Zu solchen Aufnahmepraktiken gehörte andererseits eine bestimmte Art und Weise, der Natur zuzuhören. In den frühen 1950er-Jahren gestalteten Bioakustiker den Klangspektrografen vom kryptoanalytischen Instrument der Kriegszeit zu einem Werkzeug für die Darstellung und Analyse von Vogelgesang um. Der Klangspektrograf bildete kurze Klangfetzen mittels einer detaillierten Analyse des akustischen Spektrums ab, die, wie die Analysten behaupteten, eine objektive Messung erlaubte. Dennoch blieben trainierte Hörer wichtig, um die aberhundert Aufnahmen, die im Feld gesammelt worden waren, zu sortieren und kategorisieren. Die Bioakustiker übten sich außerdem darin, auf kurze, analysierbare Vogelgesänge zu horchen, die beachtliche geografische und zeitliche Variationen aufwiesen. Solche Lieder ließen sich problemlos abbilden und gewährten ihnen einen Einblick in Lernprozesse. Indem sie sich auf solche kurzen Liedausschnitte vor einem rauschfreien Hintergrund konzentrierten, gewöhnten sich die Wissenschaftler jedoch an, Spezies, deren Lieder lange und detailreiche Duette enthalten, und den Einfluss der akustischen Umgebung auf die Gestaltung von Liedern während der nächsten Jahrzehnte außer Acht zu lassen. Die in dieser Studie vorgenommene Analyse erinnert daran, dass die historischen Zufälle der kulturellen Bedingungen, unter denen sich wissenschaftliche Techniken entwickeln, die Art und Weise, wie wir die Welt hören, mitgestalten.

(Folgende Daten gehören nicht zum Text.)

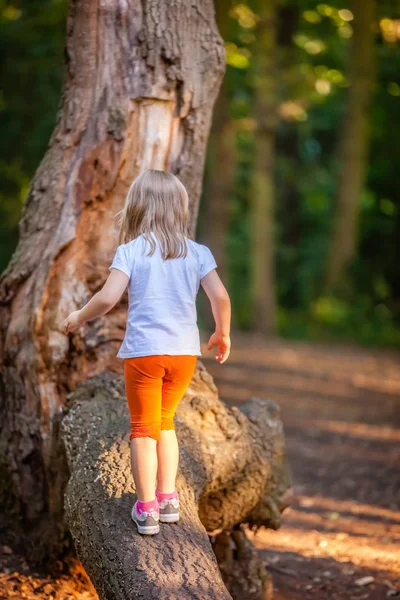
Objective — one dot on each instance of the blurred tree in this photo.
(221, 160)
(353, 144)
(262, 201)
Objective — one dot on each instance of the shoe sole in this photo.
(170, 518)
(146, 529)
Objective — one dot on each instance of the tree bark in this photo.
(353, 143)
(140, 82)
(232, 471)
(263, 186)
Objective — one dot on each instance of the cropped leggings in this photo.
(154, 387)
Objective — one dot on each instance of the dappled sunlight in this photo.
(340, 408)
(354, 429)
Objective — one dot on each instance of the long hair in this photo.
(156, 202)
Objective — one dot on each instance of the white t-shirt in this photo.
(162, 317)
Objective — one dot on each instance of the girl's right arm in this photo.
(221, 309)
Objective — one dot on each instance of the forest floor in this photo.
(341, 413)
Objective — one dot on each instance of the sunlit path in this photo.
(341, 412)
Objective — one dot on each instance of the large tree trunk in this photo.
(232, 471)
(140, 83)
(263, 187)
(353, 144)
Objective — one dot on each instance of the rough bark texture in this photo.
(354, 141)
(263, 186)
(232, 470)
(140, 82)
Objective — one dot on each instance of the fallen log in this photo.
(232, 471)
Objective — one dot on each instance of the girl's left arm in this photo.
(101, 303)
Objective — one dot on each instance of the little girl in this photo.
(163, 268)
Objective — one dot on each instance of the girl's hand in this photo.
(223, 343)
(72, 322)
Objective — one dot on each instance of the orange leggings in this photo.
(154, 387)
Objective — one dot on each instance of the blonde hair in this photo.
(156, 202)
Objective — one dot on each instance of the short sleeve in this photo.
(121, 261)
(207, 262)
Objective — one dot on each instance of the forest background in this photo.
(300, 200)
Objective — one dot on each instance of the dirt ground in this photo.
(341, 413)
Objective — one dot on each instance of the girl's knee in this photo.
(145, 430)
(167, 422)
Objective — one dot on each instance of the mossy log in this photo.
(232, 472)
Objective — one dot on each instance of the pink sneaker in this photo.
(146, 522)
(168, 506)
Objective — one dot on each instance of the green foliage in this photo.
(31, 47)
(312, 63)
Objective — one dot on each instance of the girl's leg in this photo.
(143, 384)
(168, 460)
(177, 378)
(144, 466)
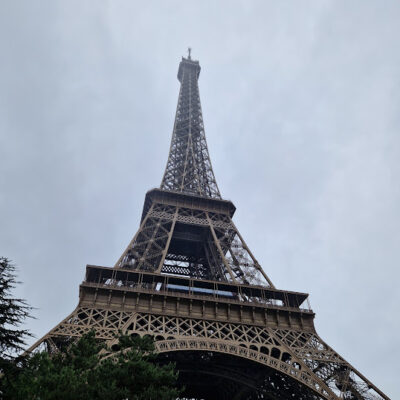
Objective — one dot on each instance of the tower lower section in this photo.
(261, 342)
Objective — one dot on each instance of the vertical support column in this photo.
(227, 266)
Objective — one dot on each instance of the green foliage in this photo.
(13, 311)
(87, 370)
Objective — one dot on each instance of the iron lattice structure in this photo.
(189, 279)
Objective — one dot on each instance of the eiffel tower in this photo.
(188, 279)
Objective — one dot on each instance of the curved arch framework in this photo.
(296, 356)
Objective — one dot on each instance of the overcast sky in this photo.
(301, 107)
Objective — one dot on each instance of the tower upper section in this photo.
(189, 167)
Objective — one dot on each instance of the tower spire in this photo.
(189, 167)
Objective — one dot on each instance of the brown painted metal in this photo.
(188, 279)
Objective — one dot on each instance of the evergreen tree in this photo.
(13, 311)
(88, 370)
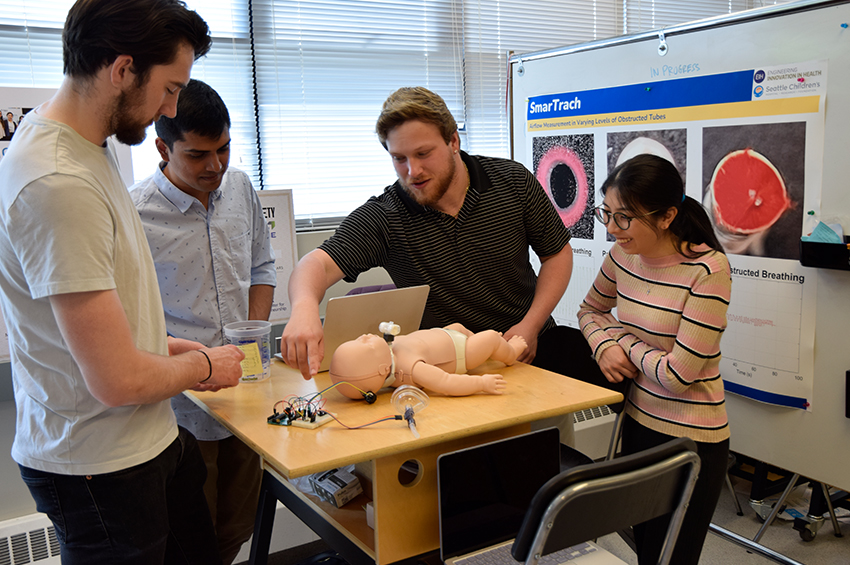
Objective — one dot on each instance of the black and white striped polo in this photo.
(477, 264)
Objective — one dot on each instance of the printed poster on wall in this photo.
(277, 209)
(749, 145)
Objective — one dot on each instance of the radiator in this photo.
(593, 428)
(28, 539)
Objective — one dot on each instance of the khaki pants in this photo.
(232, 490)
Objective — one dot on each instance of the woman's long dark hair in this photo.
(648, 182)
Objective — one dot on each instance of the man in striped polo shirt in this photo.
(459, 223)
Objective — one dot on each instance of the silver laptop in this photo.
(348, 317)
(484, 493)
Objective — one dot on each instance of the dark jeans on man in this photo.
(148, 514)
(564, 350)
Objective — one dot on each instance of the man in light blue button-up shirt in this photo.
(215, 265)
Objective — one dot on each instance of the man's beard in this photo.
(126, 128)
(441, 186)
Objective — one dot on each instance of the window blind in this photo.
(304, 80)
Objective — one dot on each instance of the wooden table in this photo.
(405, 505)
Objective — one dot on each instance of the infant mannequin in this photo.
(435, 359)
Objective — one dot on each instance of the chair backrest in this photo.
(589, 501)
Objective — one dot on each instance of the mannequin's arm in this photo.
(436, 379)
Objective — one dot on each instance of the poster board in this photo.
(773, 80)
(277, 209)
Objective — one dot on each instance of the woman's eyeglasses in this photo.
(623, 222)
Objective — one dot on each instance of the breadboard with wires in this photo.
(321, 418)
(308, 411)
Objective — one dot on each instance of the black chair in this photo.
(589, 501)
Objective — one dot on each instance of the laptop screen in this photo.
(484, 491)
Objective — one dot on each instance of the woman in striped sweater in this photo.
(670, 281)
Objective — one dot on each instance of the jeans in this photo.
(148, 514)
(649, 536)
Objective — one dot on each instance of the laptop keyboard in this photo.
(501, 555)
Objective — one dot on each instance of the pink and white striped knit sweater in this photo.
(671, 314)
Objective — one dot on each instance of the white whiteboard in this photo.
(809, 34)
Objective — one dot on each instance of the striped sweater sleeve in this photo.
(600, 300)
(696, 351)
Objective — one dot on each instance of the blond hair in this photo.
(414, 103)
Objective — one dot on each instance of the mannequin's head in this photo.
(364, 362)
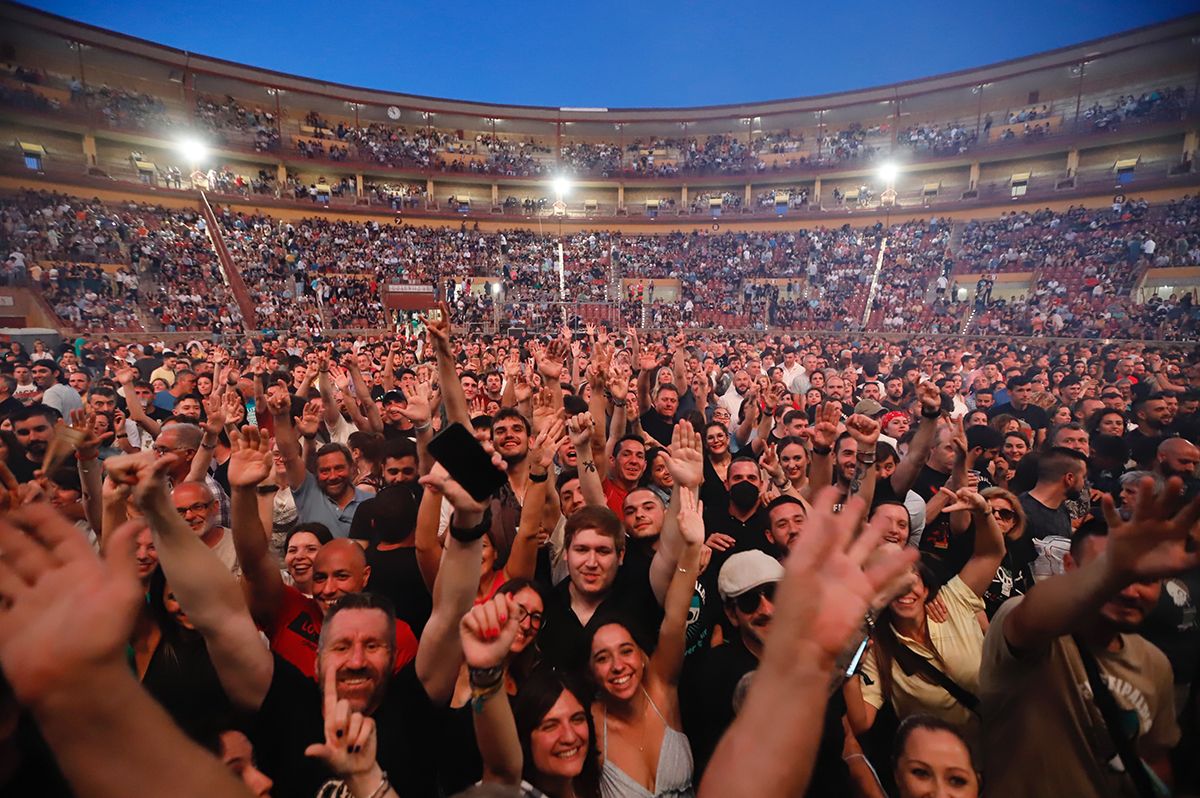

Dieses Projekt wird am Max-Planck-Institut für Wissenschaftsgeschichte innerhalb der von Viktoria Tkaczyk geleiteten Forschungsgruppe „Epistemes of Modern Acoustics“ durchgeführt. Es bildet die Grundlage für zwei ihrer Arbeitsgruppen: In „Testing Hearing. Science, Art, Industry“ trägt es zur Forschungsgeschichte des Tierhörens und seiner Anwendung für Repellenttechniken bei, und in „Sound Objects in Transition. Knowledge, Science, Heritage“ unterfüttert es eine Longue-durée-Perspektive auf die Instrumente, Modelle und Metaphern, mit deren Hilfe Wissenschaftler die Stimme des Vogels und den Mechanismus seiner Syrinx erforscht und untersucht haben.